ComplianceSphere

FREEMIUM
By ComplianceSphere | Updated un mese fa | Finance
Health Check

0%

README

Understanding ComplianceSphere data

Our data model provides a domain-specific language to describe people, companies, and the relationships between them.

ComplianceSphere collects data about political and economic influence and conflict. To correctly describe these real-world structures and their associated risks, we use a data model focused on the notion of entities.

Entities have various properties, denoting - for example - their name, creation date, and association with one or more countries. They can also use properties to reference other entities, e.g. a Passport entity will link to its holder.

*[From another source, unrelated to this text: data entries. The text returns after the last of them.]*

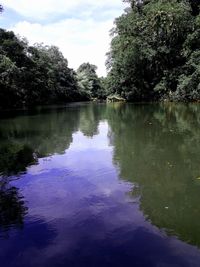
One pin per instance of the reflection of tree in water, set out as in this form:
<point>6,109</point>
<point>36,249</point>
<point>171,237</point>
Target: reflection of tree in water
<point>15,157</point>
<point>12,208</point>
<point>158,148</point>
<point>25,138</point>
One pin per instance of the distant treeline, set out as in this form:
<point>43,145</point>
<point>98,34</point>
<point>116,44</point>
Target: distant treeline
<point>39,74</point>
<point>154,56</point>
<point>155,51</point>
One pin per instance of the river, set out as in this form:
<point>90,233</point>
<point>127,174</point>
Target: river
<point>97,185</point>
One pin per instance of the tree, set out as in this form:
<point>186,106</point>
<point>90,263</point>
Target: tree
<point>147,50</point>
<point>88,81</point>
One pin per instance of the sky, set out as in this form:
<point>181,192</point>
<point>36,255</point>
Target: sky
<point>80,28</point>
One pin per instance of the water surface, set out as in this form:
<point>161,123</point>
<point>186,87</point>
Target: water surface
<point>101,185</point>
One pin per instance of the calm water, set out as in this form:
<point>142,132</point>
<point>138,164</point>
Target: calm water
<point>101,185</point>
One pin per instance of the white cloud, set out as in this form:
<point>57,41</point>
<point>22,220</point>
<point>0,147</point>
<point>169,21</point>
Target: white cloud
<point>80,41</point>
<point>80,28</point>
<point>40,9</point>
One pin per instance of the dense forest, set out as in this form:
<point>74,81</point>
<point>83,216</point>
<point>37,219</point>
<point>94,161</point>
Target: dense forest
<point>154,56</point>
<point>39,74</point>
<point>155,51</point>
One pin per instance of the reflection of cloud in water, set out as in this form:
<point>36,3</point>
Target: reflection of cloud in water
<point>85,217</point>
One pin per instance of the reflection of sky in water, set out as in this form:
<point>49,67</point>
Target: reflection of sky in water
<point>80,214</point>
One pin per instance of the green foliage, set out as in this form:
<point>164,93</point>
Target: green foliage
<point>89,84</point>
<point>151,51</point>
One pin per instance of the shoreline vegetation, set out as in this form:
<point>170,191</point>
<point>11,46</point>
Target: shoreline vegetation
<point>154,56</point>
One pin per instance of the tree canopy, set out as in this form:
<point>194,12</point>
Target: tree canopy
<point>155,51</point>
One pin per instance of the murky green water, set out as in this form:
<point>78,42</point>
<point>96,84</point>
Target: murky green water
<point>101,185</point>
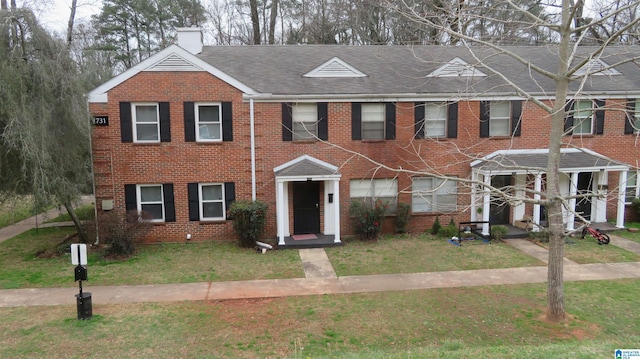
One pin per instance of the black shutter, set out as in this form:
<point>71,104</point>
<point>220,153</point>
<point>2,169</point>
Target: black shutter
<point>599,114</point>
<point>229,195</point>
<point>227,121</point>
<point>485,115</point>
<point>419,120</point>
<point>323,121</point>
<point>189,122</point>
<point>630,120</point>
<point>516,117</point>
<point>126,131</point>
<point>390,121</point>
<point>356,121</point>
<point>130,197</point>
<point>568,121</point>
<point>194,201</point>
<point>287,122</point>
<point>169,207</point>
<point>165,122</point>
<point>452,120</point>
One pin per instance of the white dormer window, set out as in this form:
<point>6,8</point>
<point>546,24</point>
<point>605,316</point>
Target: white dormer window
<point>457,68</point>
<point>335,68</point>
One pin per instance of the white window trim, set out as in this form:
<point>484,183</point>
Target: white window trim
<point>134,121</point>
<point>495,118</point>
<point>310,126</point>
<point>427,119</point>
<point>577,119</point>
<point>433,195</point>
<point>201,202</point>
<point>139,202</point>
<point>197,115</point>
<point>369,120</point>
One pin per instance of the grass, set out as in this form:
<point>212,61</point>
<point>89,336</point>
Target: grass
<point>414,254</point>
<point>486,322</point>
<point>153,264</point>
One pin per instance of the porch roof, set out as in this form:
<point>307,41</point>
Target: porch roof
<point>535,161</point>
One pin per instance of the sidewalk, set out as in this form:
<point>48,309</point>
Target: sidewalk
<point>320,278</point>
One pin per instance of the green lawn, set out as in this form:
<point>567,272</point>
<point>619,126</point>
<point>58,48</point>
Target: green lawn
<point>414,254</point>
<point>479,322</point>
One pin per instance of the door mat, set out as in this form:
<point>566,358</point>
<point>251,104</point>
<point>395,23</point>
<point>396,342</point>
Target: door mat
<point>302,237</point>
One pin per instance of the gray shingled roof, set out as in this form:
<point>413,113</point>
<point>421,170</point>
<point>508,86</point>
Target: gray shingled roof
<point>403,70</point>
<point>538,161</point>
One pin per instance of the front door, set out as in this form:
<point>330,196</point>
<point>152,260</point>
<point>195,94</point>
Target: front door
<point>585,185</point>
<point>499,210</point>
<point>306,207</point>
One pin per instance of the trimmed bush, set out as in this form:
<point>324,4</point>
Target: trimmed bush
<point>403,213</point>
<point>249,219</point>
<point>367,220</point>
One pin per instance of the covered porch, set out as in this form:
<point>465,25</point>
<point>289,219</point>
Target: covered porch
<point>307,203</point>
<point>521,174</point>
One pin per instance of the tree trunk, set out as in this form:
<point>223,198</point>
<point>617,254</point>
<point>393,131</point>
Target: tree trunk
<point>76,221</point>
<point>72,16</point>
<point>255,21</point>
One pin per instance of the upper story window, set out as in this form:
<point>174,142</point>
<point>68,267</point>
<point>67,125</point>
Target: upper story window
<point>209,122</point>
<point>585,117</point>
<point>304,121</point>
<point>146,122</point>
<point>436,120</point>
<point>371,190</point>
<point>430,194</point>
<point>373,121</point>
<point>500,118</point>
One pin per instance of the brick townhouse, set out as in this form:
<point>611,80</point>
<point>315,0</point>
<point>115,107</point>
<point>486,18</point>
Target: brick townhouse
<point>307,129</point>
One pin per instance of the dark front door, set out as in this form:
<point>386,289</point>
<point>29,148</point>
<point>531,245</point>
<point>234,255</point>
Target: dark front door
<point>499,210</point>
<point>306,207</point>
<point>585,184</point>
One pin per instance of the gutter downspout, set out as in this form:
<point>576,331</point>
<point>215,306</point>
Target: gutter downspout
<point>253,150</point>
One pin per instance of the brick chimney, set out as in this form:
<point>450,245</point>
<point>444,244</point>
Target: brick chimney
<point>190,39</point>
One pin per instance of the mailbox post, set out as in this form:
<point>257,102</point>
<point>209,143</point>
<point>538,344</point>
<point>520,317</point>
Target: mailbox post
<point>83,300</point>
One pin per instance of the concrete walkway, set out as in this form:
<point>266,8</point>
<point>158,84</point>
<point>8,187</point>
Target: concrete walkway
<point>320,278</point>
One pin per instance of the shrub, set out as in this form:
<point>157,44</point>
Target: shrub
<point>435,229</point>
<point>249,219</point>
<point>499,231</point>
<point>403,212</point>
<point>367,220</point>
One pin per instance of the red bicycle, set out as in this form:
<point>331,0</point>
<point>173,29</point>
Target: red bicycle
<point>602,238</point>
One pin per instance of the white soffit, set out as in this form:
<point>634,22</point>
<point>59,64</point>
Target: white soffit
<point>335,68</point>
<point>457,67</point>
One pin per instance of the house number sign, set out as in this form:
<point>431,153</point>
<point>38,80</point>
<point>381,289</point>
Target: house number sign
<point>101,121</point>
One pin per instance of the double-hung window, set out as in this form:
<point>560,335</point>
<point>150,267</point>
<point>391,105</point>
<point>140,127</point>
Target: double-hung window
<point>431,194</point>
<point>151,202</point>
<point>146,122</point>
<point>373,118</point>
<point>631,191</point>
<point>583,118</point>
<point>211,201</point>
<point>208,122</point>
<point>435,120</point>
<point>305,121</point>
<point>499,118</point>
<point>369,191</point>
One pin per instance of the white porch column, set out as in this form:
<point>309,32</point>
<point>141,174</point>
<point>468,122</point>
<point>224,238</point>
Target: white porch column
<point>573,190</point>
<point>336,210</point>
<point>622,193</point>
<point>486,204</point>
<point>537,187</point>
<point>280,213</point>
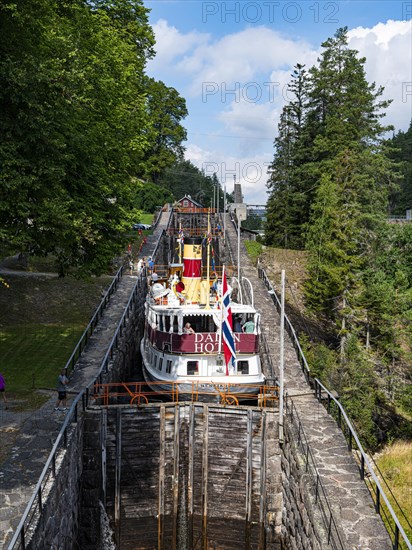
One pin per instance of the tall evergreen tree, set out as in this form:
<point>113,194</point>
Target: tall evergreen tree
<point>354,177</point>
<point>288,204</point>
<point>166,109</point>
<point>401,152</point>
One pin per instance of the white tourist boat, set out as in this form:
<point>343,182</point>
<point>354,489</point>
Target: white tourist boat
<point>202,361</point>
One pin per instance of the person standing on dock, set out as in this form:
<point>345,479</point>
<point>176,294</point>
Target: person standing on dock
<point>3,390</point>
<point>62,382</point>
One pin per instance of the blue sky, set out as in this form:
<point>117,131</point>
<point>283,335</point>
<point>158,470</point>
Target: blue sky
<point>232,61</point>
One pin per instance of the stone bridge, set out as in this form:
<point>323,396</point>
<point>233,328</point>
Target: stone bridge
<point>292,516</point>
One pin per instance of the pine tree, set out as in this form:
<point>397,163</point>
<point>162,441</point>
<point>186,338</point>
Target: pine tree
<point>287,208</point>
<point>352,179</point>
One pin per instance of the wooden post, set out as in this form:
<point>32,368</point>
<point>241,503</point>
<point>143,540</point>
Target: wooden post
<point>103,439</point>
<point>175,474</point>
<point>160,515</point>
<point>205,467</point>
<point>263,496</point>
<point>249,477</point>
<point>118,468</point>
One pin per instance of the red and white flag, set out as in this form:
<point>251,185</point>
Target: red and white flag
<point>227,328</point>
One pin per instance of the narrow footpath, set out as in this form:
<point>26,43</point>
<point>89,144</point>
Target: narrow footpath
<point>352,505</point>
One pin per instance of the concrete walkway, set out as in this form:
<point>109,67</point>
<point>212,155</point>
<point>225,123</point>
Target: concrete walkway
<point>34,432</point>
<point>352,505</point>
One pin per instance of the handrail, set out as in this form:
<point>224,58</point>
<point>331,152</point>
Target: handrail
<point>317,383</point>
<point>364,463</point>
<point>334,538</point>
<point>288,325</point>
<point>71,417</point>
<point>84,338</point>
<point>192,391</point>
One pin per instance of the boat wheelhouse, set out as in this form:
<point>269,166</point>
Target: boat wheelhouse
<point>194,358</point>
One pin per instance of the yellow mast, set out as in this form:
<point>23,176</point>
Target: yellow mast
<point>180,241</point>
<point>207,306</point>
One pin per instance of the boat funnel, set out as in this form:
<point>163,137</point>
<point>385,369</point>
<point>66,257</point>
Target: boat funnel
<point>192,268</point>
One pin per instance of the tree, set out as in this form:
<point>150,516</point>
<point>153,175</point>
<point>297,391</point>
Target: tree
<point>353,179</point>
<point>73,120</point>
<point>165,136</point>
<point>288,204</point>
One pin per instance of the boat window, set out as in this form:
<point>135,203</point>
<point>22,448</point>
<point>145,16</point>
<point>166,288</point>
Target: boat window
<point>192,368</point>
<point>243,367</point>
<point>167,324</point>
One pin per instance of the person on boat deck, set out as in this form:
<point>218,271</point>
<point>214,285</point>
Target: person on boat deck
<point>249,327</point>
<point>188,329</point>
<point>237,327</point>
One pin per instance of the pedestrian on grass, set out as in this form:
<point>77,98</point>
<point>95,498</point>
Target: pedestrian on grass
<point>62,382</point>
<point>3,390</point>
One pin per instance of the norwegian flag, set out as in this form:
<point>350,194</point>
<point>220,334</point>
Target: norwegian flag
<point>181,237</point>
<point>227,329</point>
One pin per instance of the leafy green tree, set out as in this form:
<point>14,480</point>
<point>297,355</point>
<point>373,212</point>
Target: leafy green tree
<point>73,119</point>
<point>148,196</point>
<point>252,221</point>
<point>352,184</point>
<point>166,109</point>
<point>289,202</point>
<point>184,178</point>
<point>401,147</point>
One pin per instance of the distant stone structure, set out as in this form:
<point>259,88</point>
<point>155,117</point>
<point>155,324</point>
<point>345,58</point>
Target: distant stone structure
<point>239,208</point>
<point>188,202</point>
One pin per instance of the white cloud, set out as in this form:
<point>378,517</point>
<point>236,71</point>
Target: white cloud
<point>172,44</point>
<point>249,171</point>
<point>388,51</point>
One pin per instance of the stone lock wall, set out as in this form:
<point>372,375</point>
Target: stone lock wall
<point>298,517</point>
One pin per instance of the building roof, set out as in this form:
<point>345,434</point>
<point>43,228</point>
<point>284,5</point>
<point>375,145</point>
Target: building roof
<point>189,198</point>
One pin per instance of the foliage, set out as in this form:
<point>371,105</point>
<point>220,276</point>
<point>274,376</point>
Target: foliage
<point>289,192</point>
<point>252,221</point>
<point>165,134</point>
<point>396,466</point>
<point>184,178</point>
<point>400,147</point>
<point>148,196</point>
<point>254,249</point>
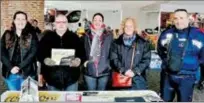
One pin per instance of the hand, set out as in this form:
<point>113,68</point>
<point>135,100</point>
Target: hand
<point>41,80</point>
<point>75,62</point>
<point>49,62</point>
<point>129,73</point>
<point>15,70</point>
<point>200,85</point>
<point>85,63</point>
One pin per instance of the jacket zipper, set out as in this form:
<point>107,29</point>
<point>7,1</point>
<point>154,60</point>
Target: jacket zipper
<point>21,56</point>
<point>62,77</point>
<point>89,42</point>
<point>12,55</point>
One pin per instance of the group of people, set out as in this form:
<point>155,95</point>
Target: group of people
<point>97,55</point>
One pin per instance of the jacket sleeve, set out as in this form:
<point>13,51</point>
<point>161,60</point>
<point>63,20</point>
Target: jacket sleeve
<point>4,54</point>
<point>80,50</point>
<point>201,59</point>
<point>32,53</point>
<point>145,61</point>
<point>115,61</point>
<point>162,50</point>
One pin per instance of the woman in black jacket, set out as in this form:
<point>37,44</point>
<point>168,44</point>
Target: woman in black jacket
<point>121,54</point>
<point>97,43</point>
<point>18,52</point>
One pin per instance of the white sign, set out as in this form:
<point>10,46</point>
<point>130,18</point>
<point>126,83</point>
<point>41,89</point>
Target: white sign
<point>58,54</point>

Some relationships are - in turn - entities: a Person can be linked to a Company via an Ownership entity, which might document further details, like the period and ownership percentage.

Using the matching API to build a screening process

Screening checks are a different challenge to normal text searches: your query is supposed to describe a person or company in some detail to allow the ComplianceSphere API to check if that entity (or a similar one) is flagged.

Step 1: Speak the language

Let’s say, for example, that you have a customers dataset that specifies the name, birth date, nationality and perhaps a national ID number for each person you want to check.

The first step would then be to implement a piece of code format in each of these entries that conforms with the entity format used by ComplianceSphere, assigning each of the columns in your source data to one of the fields specified in the data dictionary (This, of course, works not just for people, but also companies, vessels, even crypto wallets).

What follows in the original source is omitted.